Mellette convinced some salad bar loyalists to try more entrees or other cooked items. She gained some conversions, such as Bundt. He discovered Country Life’s spanakopita, a Greek spinach pie, is mighty tasty, but he still salivated for the salad bar.
Others customers vowed to hold out until the new, custom-made salad bar was installed. That time came Sunday, following this post on Country Life’s Facebook page Friday night: “Oh, happy day! The salad bar is back!”
“The reaction has been overwhelming,” Mellette said. “They say, ‘You have the salad bar!’ They’re just so happy and overjoyed, as well as all of us here too.”
The new salad bar, comprising 49 items, is “a little bit longer” than the old one, Mellette said, “with a little more nuts and dried fruits.”
Country Life suffered a “noticeable dip” in its business during the interim, she said, but it is returning to the usual level as word spreads.
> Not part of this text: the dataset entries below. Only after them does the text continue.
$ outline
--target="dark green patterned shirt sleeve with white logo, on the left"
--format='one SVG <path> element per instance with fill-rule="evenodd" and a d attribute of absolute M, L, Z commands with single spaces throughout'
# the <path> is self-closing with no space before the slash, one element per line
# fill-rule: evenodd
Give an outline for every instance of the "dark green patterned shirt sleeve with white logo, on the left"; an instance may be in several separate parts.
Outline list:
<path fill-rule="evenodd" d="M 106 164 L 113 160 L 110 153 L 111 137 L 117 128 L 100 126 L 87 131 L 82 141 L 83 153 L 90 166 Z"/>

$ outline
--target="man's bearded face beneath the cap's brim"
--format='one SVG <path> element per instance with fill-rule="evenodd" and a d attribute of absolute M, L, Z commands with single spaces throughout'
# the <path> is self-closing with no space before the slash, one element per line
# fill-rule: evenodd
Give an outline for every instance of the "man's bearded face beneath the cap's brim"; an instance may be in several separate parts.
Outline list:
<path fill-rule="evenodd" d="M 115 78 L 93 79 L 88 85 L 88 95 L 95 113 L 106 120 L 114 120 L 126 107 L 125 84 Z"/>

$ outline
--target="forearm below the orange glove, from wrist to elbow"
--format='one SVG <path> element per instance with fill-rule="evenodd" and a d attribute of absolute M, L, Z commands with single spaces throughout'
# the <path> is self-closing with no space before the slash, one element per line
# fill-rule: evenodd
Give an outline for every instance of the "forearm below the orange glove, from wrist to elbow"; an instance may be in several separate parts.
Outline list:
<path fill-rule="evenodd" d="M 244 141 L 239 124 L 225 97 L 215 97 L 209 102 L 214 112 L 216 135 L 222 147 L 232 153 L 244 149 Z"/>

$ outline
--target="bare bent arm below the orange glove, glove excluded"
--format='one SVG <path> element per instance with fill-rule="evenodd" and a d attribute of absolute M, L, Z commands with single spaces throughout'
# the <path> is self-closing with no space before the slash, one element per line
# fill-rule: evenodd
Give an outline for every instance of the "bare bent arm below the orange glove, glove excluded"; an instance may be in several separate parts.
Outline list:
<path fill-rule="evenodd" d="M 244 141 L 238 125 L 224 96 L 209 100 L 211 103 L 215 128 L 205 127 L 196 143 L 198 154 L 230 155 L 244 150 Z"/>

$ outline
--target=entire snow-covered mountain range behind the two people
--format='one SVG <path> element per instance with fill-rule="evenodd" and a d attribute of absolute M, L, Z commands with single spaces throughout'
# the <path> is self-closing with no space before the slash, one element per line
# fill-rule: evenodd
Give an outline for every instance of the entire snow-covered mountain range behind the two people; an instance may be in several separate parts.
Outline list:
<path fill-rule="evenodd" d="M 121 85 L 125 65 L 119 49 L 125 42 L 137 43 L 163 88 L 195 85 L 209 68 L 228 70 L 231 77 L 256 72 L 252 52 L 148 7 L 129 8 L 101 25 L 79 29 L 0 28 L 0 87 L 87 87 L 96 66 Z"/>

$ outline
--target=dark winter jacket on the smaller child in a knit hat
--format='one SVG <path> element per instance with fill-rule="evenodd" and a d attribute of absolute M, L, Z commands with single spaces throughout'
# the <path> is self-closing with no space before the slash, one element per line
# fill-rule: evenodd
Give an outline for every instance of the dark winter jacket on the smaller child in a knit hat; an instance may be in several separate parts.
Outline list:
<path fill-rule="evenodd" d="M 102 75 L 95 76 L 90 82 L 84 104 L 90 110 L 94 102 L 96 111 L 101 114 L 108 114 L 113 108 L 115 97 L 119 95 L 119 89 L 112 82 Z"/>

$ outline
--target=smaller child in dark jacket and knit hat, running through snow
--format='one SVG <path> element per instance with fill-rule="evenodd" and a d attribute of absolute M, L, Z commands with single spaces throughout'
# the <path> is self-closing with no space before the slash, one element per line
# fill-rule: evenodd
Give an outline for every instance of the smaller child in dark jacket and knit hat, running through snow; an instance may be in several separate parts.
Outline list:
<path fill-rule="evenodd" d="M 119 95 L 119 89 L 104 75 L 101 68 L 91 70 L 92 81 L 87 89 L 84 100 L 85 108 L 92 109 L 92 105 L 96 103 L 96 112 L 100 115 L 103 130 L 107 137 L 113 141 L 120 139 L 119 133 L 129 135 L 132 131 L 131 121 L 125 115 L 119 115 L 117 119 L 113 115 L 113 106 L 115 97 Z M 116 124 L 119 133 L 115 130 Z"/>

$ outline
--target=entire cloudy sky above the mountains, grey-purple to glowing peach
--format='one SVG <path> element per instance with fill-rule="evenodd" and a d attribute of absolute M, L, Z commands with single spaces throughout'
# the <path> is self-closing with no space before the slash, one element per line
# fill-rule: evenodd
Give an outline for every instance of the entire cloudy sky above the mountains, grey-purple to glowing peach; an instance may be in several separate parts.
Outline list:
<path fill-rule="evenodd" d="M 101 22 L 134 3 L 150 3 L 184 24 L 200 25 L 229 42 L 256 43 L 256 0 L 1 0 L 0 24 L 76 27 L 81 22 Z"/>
While he anticipated the new salad bar’s arrival, Bundt tried and liked the Bare Roots Farmacy, a “farm-to-table” restaurant that opened in downtown Columbus earlier this year. But, he said, “I’m partial here, just because the atmosphere seems like family. Everyone is very friendly. ... Shirley takes a lot of pride in her presentation, and they take a lot of pride in their salad bar, so it was well worth the wait.”